The error that I get is:
Traceback (most recent call last):
File "warp_orb_rigid2_filter.py", line 92, in <module>
imReg, m = alignImages(im, imReference)
File "warp_orb_rigid2_filter.py", line 62, in alignImages
imMatches = cv2.drawMatches(im1, keypoints1, im2, keypoints2, matches, None, **draw_params)
SystemError: <built-in function drawMatches> returned NULL without setting an error
Here is my code. The first arrow shows where the mask is created. The second arrow shows the line I have to remove to get the script to work. But then it ignores my filtering of points.
#!/bin/python3.7
import cv2
import numpy as np
MAX_FEATURES = 500
GOOD_MATCH_PERCENT = 0.15
def alignImages(im1, im2):
# Convert images to grayscale
im1Gray = cv2.cvtColor(im1, cv2.COLOR_BGR2GRAY)
im2Gray = cv2.cvtColor(im2, cv2.COLOR_BGR2GRAY)
# Detect ORB features and compute descriptors.
orb = cv2.ORB_create(MAX_FEATURES)
keypoints1, descriptors1 = orb.detectAndCompute(im1Gray, None)
keypoints2, descriptors2 = orb.detectAndCompute(im2Gray, None)
# Match features.
matcher = cv2.DescriptorMatcher_create(cv2.DESCRIPTOR_MATCHER_BRUTEFORCE_HAMMING)
matches = matcher.match(descriptors1, descriptors2, None)
# Sort matches by score
matches.sort(key=lambda x: x.distance, reverse=False)
# Remove not so good matches
numGoodMatches = int(len(matches) * GOOD_MATCH_PERCENT)
matches = matches[:numGoodMatches]
# Extract location of good matches and filter by diffy
points1 = np.zeros((len(matches), 2), dtype=np.float32)
points2 = np.zeros((len(matches), 2), dtype=np.float32)

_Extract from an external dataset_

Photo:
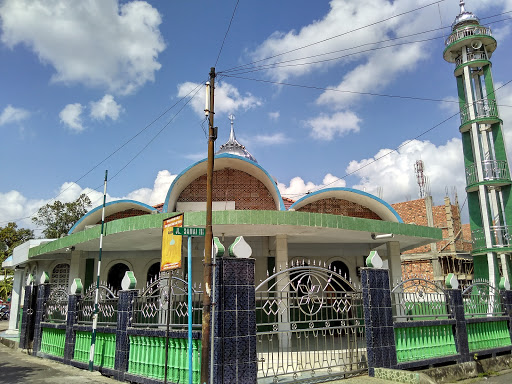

for i, match in enumerate(matches):
points1[i, :] = keypoints1[match.queryIdx].pt
points2[i, :] = keypoints2[match.trainIdx].pt
# initialize empty arrays for newpoints1 and newpoints2 and mask
newpoints1 = np.empty(shape=[0, 2])
newpoints2 = np.empty(shape=[0, 2])
matches_Mask = [0] * len(matches)
# filter points by using mask
for i in range(len(matches)):
pt1 = points1[i]
pt2 = points2[i]
pt1x, pt1y = zip(*[pt1])
pt2x, pt2y = zip(*[pt2])
diffy = np.float32( np.float32(pt2y) - np.float32(pt1y) )
print(diffy)
if abs(diffy) < 10.0:
newpoints1 = np.append(newpoints1, [pt1], axis=0)
newpoints2 = np.append(newpoints2, [pt2], axis=0)
matches_Mask[i]=[1,0] #<--- mask created
print(matches_Mask)
draw_params = dict(matchColor = (255,0,),
singlePointColor = (255,255,0),
matchesMask = matches_Mask, #<---- remove mask here
flags = 0)
# Draw top matches
imMatches = cv2.drawMatches(im1, keypoints1, im2, keypoints2, matches, None, **draw_params)
cv2.imwrite("/Users/fred/desktop/lena_matches.png", imMatches)
# Find Affine Transformation
# true means full affine, false means rigid (SRT)
m = cv2.estimateRigidTransform(newpoints1,newpoints2,False)
# Use affine transform to warp im1 to match im2
height, width, channels = im2.shape
im1Reg = cv2.warpAffine(im1, m, (width, height))
return im1Reg, m
if __name__ == '__main__':
# Read reference image
refFilename = "/Users/fred/desktop/lena.png"
print("Reading reference image : ", refFilename)
imReference = cv2.imread(refFilename, cv2.IMREAD_COLOR)
# Read image to be aligned
imFilename = "/Users/fred/desktop/lena_r1.png"
print("Reading image to align : ", imFilename);
im = cv2.imread(imFilename, cv2.IMREAD_COLOR)
print("Aligning images ...")
# Registered image will be stored in imReg.
# The estimated transform will be stored in m.
imReg, m = alignImages(im, imReference)
# Write aligned image to disk.
outFilename = "/Users/fred/desktop/lena_r1_aligned.jpg"
print("Saving aligned image : ", outFilename);
cv2.imwrite(outFilename, imReg)
# Print estimated homography
print("Estimated Affine Transform : \n", m)
Here are my two images: lena and lena rotated by 1 degree. Note that these are not my actual images. These image have no diffy values > 10, but my actual images do.
I am trying to align and warp the rotated image to match the original lena image.